# Found my first MTN bike- '85 Mountain Tour



## neo_pop_71 (Apr 11, 2008)

Lady Luck smiled on me over the weekend and I was fortunate enough to find and reacquire my first mountain bike. Not much had changed, only a few parts (the grips, saddle, and tires), since selling it 20 years ago, miracle! The previous owner or owners weren't as loving as I was, it looks like it lived outdoors for some time... but a little TLC should bring back the original luster. I did a little searching and found out that in 1985 Raleigh made three model with triple butted steel frames, the Seneca was third, just below the Elkhorn and (the top) Crested Butte.

There is a strange picture from a 1985 issue of Mountain Biking (on MOMBAT's Raleigh page):

https://www.mombat.org/685Bikes2.jpg

Basically, three $500 production bikes, a Schwinn, Ross, and Raleigh, up against a $2,000 Potts? C'mon! I read the article that reviewed the rides and asked the $2,000 question. I especially laughed on page 3 where it likened the Raleigh to Tom Ritchey and Gary Fisher with their "California geometry"... seems like those names shouldn't be in the same sentence together. I'll attach pictures of both, this '85 Seneca and my old '85 Timber Comp and you be the judge how their geometries differ.

For reference to the specs, check the link to MOMBAT's Raleigh page:

https://www.mombat.org/1985_Raleigh_Elkhorn.htm

The bikes were spec'ed almost the same but the Seneca had the cool (IMHO) DiaCompe cantilever brakes the used a small pulley for the cable saddle (hard to make out in my pictures, sorry). Both bikes had the same nice set of wheels, the set was laced to a pair of solid high flange Malliard (Sachs) track hubs. Given the moderate price, it was hard to beat the 575 triple butted cro-moly frame with the hi-tensile lugged crown fork. Sure I dreamed of owning a Ritchey but as a freshman in high school, my Ritchey was years away (I did eventually get '85 Ritchey Timber Comp, but now it's in Aemmer's stable). I need to get the Seneca cleaned up and put right but I have a uneasy suspicion that the Raleigh isn't going to ride quite as nice as the Ritchey. It's still nice to have the old "boat anchor" back, I never expected to see it again after it left our garage sale that Saturday morning.

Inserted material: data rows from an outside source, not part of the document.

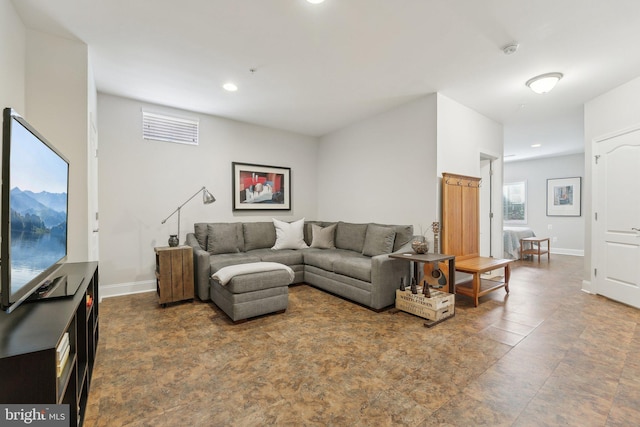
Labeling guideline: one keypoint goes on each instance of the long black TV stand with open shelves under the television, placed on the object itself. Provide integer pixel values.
(31, 337)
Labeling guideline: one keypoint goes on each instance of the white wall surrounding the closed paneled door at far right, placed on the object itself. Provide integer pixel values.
(613, 111)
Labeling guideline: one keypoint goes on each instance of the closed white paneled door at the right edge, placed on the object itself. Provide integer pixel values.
(616, 230)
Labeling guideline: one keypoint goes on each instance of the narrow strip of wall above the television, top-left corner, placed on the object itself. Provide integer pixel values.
(13, 48)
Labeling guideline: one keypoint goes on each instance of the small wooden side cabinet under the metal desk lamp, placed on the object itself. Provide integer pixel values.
(174, 274)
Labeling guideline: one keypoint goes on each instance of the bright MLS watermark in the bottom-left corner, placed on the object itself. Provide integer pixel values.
(35, 415)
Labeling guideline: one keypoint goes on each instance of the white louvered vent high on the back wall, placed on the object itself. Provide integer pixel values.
(160, 127)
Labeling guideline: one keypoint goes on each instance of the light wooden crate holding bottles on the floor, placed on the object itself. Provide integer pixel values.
(440, 306)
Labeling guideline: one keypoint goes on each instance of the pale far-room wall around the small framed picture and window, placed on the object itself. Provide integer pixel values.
(568, 231)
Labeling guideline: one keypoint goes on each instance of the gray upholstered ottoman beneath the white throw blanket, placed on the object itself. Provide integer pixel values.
(252, 294)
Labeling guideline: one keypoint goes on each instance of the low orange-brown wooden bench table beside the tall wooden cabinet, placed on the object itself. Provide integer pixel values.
(477, 266)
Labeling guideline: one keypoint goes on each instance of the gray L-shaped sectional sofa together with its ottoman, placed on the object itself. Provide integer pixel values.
(346, 259)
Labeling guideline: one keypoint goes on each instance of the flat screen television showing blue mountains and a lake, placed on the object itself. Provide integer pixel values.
(33, 215)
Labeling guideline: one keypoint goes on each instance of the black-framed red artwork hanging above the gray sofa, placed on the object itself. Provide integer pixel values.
(260, 187)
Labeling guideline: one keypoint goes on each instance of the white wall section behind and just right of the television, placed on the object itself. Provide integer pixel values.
(57, 106)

Thanks for taking a moment to check out my silly posting!

-DON-

p.s. Hey Tim, interested in a trade?


----------



## Ride Free or Die (May 4, 2010)

Thats cool you were able to recover your first, especially considering its age. I'm sure many of us wish we could do the same....


----------



## neo_pop_71 (Apr 11, 2008)

*I almost didn't recognize it...*

Thanks R. F. or D. for the comment, it was a really cool thing once I realized it was my old bike, but I didn't figure it out immediately with the funky set up (as pictured). The guy said his uncle bought it years ago at a garage sale. I asked him did he know where or what city. He replied, "No, but my uncle is kinda' a home body and doesn't venture too far." Being it was only one city over from my dad's home, I took a closer look. When I sold it, the paint shined like new, it had the leather portage strap that said Seneca, and the SR BMX pedals had toe clips and straps. Now, the paint is dull and oxidized, no portage strap, and the toe clips are missing... but it has been 20 years. The originality and condition were my bargaining points and my rational for not selling it for a penny less than $100.00. Pretty fair deal back to me because I only paid $15.00 for the bike. I'm not going to lose my mind fixing it up but I do have some spare parts... fun project!


----------



## kpomtb (Feb 2, 2006)

That's awesome. I'm not sure what happened to my first bike, a 1988 Jamis Dakota. But last week I arranged to buy back my second. A Trek 990 from 90 or so, that I bought frame/fork and pieced the rest together. I should have it back later this week and will post pics. It will be interesting to see how it rides compared to the others. I still have my 3rd frame, waiting to be rebuilt (94 Salsa A La Carte), and several others that have followed. Would love to find the first too, but the last time I saw it, it was doing blue collar duty for someone with some chemical dependency issues. I worry that it probably didn't survive the last owner.


----------



## joeadnan (Oct 21, 2003)

Cool, and congrats for getting your first bike back. How do you know it's the same one though?


----------